After 40 years, the ruling political class gets its outsider in Trump
UNIONTOWN, PA — William Jefferson Clinton made his way through three events in Western Pennsylvania last Friday in an effort to win over support for his wife’s bid for president in November.
One stop was in the predominantly black Pittsburgh neighborhood of Homewood, and the other two in the rural blue collar counties of Washington and Fayette. His pitch was different in each place, but the message was the same: Hillary Clinton has the experience to lead the country on day one.
{mosads}It was fascinating to watch the one-time Arkansas governor, who ran as an “outsider” for president in 1992, give a sales pitch to voters to support his wife, the ultimate insider for president.
For forty years, the political class has been telling voters through ads, speeches and rhetoric that voters need to elect the outsider for president. It began, in the wake of the successive insider presidencies of Lyndon Baines Johnson and Richard Nixon, when Georgia governor Jimmy Carter came out of nowhere to win both his party’s nomination and the presidency.
The peanut farmer gimmick worked. The press ate it up and penned folksy stories about fishing trips, Sunday School and pick-up trucks. But the truth is, he had been an elected state senator and a governor. He was no more an outsider than Ronald Reagan, the guy who defeated him four years later, who was also pegged as an outsider.
In fact, Reagan not only ran as an outsider (never mind that he had been a two term California governor), but he also began the rallying cry to run against Washington, warning that the government was not to be trusted as a beacon of good management, or much of anything else.
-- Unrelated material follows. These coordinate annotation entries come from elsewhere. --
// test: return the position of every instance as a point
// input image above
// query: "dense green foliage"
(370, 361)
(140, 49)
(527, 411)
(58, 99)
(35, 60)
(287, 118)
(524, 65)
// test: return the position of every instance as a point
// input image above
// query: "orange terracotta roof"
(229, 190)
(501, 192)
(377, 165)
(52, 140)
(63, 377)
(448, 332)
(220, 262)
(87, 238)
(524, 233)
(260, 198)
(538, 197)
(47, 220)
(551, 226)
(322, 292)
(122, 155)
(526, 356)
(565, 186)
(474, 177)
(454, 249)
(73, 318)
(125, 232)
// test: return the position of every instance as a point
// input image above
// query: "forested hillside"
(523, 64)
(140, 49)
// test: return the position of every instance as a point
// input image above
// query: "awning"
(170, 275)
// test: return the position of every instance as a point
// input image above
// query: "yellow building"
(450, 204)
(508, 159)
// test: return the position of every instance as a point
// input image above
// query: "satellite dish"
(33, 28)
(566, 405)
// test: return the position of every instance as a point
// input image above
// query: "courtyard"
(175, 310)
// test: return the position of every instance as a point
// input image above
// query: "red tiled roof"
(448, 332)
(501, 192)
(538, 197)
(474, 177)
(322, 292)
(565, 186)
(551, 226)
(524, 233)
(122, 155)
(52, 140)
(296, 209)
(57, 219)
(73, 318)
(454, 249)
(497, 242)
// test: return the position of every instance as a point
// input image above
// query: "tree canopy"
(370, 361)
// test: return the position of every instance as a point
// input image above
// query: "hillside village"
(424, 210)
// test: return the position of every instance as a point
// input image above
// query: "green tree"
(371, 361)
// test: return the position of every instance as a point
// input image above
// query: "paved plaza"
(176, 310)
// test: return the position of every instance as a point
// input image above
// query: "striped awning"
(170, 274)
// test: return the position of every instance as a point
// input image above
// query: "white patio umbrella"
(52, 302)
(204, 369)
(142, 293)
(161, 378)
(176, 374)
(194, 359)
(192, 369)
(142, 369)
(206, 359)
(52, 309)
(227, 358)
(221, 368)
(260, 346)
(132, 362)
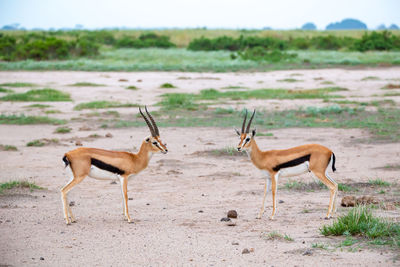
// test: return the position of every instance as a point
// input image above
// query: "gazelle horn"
(153, 122)
(148, 123)
(244, 121)
(251, 119)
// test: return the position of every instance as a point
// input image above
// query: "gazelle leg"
(125, 196)
(121, 180)
(266, 190)
(64, 191)
(274, 192)
(333, 187)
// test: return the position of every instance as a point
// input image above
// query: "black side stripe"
(107, 167)
(292, 163)
(333, 162)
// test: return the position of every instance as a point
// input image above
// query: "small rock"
(367, 200)
(348, 201)
(245, 251)
(232, 214)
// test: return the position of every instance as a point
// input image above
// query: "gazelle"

The outsider-anti-government notion stuck, and our congressional mid-term election cycles began to be as anticipated and celebrated as much as who was in the White House. By 1994, 14 years after Reagan first took office, a majority shifted, largely on the premise that outsider congressional candidates running against incumbents with long ties to government programs were what America needed for progress.
Each presidential election cycle has escalated ever since, with the political class (pundits, strategists, establishment) hammering home to voters to elect the outsider. And each time, both parties eventually go with the “safe” establishment person as their nominee.
That is, until this year.
Enter Donald Trump. His run in the primaries was not particularly ideological, his personality was blunt, his background was a combination of celebrity and business and his method of winning broke seventy shades of political science orthodoxy. But he did possess that one thing: he was the authentic outsider that the political class had been harping about for decades.
In short, the political class owns the candidacy of Donald Trump. You don’t spend forty years telling people to vote for the outsider young governor, or the outsider young senator for president or outsider businessmen for House and U.S. Senate seats, and not expect all of those homespun, glossy ads and finely crafted messages to not eventually penetrate the psyche of the American voter.
And voters have finally become so tired of sending to Washington a message through their votes and then Washington misreading that message that they have decided en masse to do exactly what Washington has told them to do for years. Go with the outsider, go with the guy who plans to fundamentally fix bad government and to Hell with the consequences.
Voters have soured on Washington and elected officials, partly because they are so economically and culturally different than Main Street (my brief appearance at a very “Washington” party last week reminded me of that in less than thirty seconds). But also because the political class has been telling them essentially “we suck, elect new people, pick an outsider.”
It is why we have had four change elections in a row ( 2006, 2008, 2010 and 2014), each time punishing the incumbent president and his party. And it is why the Republicans picked Trump and the Democrats flirted seriously with Vermont Senator Bernie Sanders.
Washington has no obligation once this cycle is over to be better stewards of good government, or any obligation to send the message that being an insider in Washington does not necessarily mean that, that should be a burden or impediment to electing good people to higher office.
But that lack of restraint in a better message will only continue the revolt that Washington has led the voters towards for many years to come.